There are some trucks that seem to say, “How much can you handle?” And when you encounter a hauler like Brian Schapiro’s ’95 Crew Cab Dualie, you can’t help but imagine the haunting figure of Large Marge lurking behind the wheel, more than willing to give you the ride of your life. Such a sizeable truck can make you feel about as significant as dirt under its six wheels, and you can’t ignore the fact that you’re in the presence of some sort of greatness. But there’s also the general sensation that, no matter how much you envy its massive construction, it’s there for you to enjoy, like a gentle giant.

That’s how Brian, a resident of Tarzana, California, views his Chevy—it’s something to enjoy. Brian is the owner of B&D Racing high-performance shop, so he is well-acquainted with modifying automotive machines, especially their engines. And when he modified his ’89 Saleen Mustang to the point of no return (it’s now a full-on racer), Brian needed another daily driver.

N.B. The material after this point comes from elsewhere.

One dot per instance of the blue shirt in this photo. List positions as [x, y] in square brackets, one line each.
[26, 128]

His new vehicle had to be one that could tow his Saleen to the races, and it had to be comfortable enough for long hauls. So he naturally chose one of the largest, most deluxe trucks, the Crew Cab Dualie.

He ordered it brand new in 1994, and when it arrived on the lot, it was the very first ’95 four-door in the state. Within a week, it had a 5/7-drop, a smooth bumper, and a painted grille with an insert. But within a year, Brian decided to change the whole program with his truck. So he quickly called up all his friends at Master Image Customs, Formula One Autobody, Street Sounds Plus, Exquisite Motors, and Empire Motorsports for help in the re-creation of his monster.

Soon Brian and his ever-helpful crew of pals had performed a variety of tricks on his truck. The dualie’s skin was colored with a custom mix of DuPont blues. A step notch was cut in the frame, and a full set of airbags was installed to tuck the new Alcoa Classic 16s. A steel roll pan was welded in, the taillights were shaved off the rear fenders and moved into the tailgate, a ’98 Ford Explorer brake light was installed in the cab’s back wall, and a subtle body line was added just behind the rear doors. The roof lights, door handles, antenna, and gas door were shaved. While doing the bodywork, the technicians made a cut-through from the bed to the cab in order to accommodate Brian’s massive stereo system. Under the hood, Brian’s B&D Racing team bolted several performance pieces onto the stock 454, which brought the truck’s quarter-mile times down dramatically.

After all was said and done, Brian had a masterpiece of a daily driver. And if anyone ever questions the concept of tricking out a giant, four-door dualie like his, Brian just smiles and says, “Hey, it’s just more to love.”